In their time together, Amirah and Darlene have been many things to one another: verbal sparring partners, caretakers, friends, lovers, confidants, and wives. They’ve raised two children, had three commitment ceremonies, weathered a string of increasingly difficult health challenges, and enjoyed countless meals together, some of which they talk about to this very day. In fact, Darlene has such a love of Amirah’s food, she once, unbeknownst to her wife, went so far as to dress as a vagrant, paper bagged whiskey bottle and all, to crash a men’s shelter where Amirah was preparing a catfish fry just for a taste of the forbidden morsels.
These days, the two live in a small apartment on the Northwest side of Chicago while Amirah attends seminary and Darlene spends her days caring for their first grandchild and looking after Amirah’s health needs. They’ve had many struggles over the years, but the ease of their smiles, the quickness of their banter, and the effortless comfort they take in one another’s presence, despite anything that may come their way, confirms the strength of their love to anyone who meets them.
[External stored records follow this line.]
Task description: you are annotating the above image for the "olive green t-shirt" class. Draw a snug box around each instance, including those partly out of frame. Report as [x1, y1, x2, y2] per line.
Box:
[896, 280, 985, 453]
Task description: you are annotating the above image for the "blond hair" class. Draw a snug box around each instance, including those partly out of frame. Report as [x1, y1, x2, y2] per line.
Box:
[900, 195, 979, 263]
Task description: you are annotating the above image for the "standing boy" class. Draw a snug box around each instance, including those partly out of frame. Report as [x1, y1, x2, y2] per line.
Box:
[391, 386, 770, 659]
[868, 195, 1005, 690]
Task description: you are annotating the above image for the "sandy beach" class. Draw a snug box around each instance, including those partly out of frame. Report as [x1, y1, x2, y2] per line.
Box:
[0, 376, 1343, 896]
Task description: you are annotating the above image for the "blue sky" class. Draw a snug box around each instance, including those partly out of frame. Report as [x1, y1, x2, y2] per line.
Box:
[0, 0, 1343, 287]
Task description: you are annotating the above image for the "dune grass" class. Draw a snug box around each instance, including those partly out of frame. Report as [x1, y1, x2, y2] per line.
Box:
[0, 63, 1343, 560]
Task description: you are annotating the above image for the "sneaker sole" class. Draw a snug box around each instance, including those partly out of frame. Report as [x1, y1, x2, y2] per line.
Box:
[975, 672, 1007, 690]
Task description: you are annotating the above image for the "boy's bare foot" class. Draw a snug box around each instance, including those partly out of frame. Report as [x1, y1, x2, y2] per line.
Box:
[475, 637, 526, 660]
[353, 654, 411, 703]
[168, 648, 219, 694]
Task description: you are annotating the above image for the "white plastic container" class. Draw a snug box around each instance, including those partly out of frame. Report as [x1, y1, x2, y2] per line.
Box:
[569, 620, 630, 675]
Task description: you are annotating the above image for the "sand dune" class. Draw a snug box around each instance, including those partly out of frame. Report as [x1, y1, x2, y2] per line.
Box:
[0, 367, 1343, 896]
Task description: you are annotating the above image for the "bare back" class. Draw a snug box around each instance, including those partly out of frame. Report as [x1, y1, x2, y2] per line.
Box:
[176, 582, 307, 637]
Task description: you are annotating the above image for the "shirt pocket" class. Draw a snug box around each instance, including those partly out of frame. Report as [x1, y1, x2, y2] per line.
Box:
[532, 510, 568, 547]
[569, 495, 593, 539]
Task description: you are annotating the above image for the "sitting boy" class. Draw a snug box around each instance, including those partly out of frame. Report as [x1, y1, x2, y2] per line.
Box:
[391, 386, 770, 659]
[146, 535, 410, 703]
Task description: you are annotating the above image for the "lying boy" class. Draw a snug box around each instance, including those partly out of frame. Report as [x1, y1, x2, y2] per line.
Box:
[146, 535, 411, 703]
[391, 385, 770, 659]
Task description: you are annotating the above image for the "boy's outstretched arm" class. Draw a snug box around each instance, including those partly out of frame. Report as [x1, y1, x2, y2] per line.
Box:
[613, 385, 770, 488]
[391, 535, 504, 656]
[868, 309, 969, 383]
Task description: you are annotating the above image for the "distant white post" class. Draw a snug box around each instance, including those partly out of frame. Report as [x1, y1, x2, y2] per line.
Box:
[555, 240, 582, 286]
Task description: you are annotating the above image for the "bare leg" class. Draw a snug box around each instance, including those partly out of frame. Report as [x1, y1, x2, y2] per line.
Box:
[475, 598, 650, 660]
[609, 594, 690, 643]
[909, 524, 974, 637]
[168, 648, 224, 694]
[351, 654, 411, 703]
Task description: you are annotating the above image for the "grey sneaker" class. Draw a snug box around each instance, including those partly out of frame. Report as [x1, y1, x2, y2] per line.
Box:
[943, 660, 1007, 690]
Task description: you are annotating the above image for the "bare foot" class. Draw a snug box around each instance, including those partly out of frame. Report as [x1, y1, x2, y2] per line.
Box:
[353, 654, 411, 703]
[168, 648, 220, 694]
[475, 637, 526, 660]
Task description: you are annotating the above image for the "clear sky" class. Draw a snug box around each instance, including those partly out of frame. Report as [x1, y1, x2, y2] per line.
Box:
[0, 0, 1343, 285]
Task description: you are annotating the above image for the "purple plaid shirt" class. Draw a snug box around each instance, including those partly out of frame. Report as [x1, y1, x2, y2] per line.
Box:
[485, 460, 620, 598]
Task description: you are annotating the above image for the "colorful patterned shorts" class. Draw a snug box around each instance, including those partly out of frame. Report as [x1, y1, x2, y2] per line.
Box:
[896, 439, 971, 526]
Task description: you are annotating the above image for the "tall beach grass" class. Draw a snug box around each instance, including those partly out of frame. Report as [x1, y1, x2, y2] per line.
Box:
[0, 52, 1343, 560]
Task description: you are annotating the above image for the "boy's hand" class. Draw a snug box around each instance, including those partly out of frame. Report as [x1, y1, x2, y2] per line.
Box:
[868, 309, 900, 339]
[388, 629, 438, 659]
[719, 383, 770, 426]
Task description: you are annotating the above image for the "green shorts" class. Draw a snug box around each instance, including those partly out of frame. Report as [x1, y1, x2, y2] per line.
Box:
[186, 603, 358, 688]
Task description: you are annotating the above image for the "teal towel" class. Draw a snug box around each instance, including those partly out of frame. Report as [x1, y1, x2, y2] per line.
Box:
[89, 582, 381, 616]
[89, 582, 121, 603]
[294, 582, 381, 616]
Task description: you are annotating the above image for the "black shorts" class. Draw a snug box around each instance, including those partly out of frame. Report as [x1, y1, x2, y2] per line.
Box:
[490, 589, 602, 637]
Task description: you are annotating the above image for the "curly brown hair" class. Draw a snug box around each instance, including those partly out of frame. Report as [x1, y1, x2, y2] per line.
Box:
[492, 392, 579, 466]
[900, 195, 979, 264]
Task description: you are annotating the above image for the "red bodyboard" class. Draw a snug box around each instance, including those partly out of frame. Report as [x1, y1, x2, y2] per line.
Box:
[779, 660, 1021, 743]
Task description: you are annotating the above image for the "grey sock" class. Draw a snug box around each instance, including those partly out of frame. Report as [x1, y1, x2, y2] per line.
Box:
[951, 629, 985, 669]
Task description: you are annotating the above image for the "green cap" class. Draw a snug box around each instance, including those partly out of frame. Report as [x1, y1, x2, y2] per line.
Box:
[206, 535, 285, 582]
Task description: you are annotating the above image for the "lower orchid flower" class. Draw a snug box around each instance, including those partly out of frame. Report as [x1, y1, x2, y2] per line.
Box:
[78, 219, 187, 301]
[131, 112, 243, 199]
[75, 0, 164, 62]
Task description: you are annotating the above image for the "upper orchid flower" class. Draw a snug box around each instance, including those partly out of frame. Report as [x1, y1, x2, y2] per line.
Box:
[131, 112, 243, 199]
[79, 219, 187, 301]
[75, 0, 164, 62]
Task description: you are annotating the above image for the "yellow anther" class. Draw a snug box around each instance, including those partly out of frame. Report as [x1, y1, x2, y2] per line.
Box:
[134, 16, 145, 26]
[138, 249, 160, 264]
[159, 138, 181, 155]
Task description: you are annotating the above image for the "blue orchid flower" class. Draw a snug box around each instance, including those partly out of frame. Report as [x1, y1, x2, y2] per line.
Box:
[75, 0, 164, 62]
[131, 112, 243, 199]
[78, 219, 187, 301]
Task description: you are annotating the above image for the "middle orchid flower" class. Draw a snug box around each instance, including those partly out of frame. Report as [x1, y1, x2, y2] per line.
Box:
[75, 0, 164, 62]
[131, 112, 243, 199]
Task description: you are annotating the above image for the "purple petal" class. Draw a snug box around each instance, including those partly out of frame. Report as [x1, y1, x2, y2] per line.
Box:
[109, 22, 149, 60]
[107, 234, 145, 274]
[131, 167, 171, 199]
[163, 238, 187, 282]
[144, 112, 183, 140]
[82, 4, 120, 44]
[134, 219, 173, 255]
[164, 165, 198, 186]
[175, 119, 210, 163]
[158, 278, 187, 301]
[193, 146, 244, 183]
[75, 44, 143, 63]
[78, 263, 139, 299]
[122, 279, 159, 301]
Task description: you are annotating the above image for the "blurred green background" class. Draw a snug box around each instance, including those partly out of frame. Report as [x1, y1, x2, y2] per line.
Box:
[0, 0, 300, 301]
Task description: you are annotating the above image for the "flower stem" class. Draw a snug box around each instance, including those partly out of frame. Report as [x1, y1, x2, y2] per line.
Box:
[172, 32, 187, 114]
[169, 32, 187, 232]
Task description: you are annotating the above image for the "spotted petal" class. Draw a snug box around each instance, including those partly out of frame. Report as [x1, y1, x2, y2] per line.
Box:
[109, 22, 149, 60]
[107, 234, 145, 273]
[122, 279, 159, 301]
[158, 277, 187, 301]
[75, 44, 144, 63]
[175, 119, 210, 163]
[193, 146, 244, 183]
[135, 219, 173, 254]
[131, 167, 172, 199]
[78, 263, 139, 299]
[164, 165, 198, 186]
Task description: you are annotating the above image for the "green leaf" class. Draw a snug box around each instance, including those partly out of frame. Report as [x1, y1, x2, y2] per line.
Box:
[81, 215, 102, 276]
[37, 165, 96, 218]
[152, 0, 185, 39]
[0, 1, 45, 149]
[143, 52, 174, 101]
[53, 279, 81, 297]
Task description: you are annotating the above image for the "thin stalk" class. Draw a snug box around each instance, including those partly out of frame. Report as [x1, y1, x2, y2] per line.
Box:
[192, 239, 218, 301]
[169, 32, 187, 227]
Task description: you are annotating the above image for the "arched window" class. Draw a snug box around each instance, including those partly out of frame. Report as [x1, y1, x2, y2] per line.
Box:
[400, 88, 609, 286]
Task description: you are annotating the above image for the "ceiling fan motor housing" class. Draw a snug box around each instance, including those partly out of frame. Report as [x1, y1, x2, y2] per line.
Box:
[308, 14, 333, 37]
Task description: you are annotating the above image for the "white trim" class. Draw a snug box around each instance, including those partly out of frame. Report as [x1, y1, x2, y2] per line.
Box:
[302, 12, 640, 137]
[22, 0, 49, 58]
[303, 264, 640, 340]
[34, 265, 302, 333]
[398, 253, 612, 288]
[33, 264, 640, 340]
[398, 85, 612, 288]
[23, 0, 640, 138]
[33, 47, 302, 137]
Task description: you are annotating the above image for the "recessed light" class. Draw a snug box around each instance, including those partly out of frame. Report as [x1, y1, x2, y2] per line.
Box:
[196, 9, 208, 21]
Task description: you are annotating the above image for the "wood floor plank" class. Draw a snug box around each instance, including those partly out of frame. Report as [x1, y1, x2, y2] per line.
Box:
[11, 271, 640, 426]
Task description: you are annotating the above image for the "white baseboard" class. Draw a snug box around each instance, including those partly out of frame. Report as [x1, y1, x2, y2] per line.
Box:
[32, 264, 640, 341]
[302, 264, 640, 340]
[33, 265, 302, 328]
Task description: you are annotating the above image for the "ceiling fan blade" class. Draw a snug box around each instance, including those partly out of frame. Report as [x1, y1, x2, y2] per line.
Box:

The Tale of the Lost Vegetarian Platter
In May of 1948, Amirah was born in Jackson, Mississippi to the first African American accountant for Helena Rubenstein, and a hard-working Caucasian mother. After a move to Chicago and a divorce, Amirah’s mother used her beauty and wisdom to survive as a single mother of interracial children in the 1950s. The family had very little money, but, as Amirah recalls, there was plenty of love. One of the many ways Amirah’s mother earned a living was by running a restaurant, employing her extensive talents in the kitchen and no-nonsense attitude, just two of the many traits she passed on to her daughter.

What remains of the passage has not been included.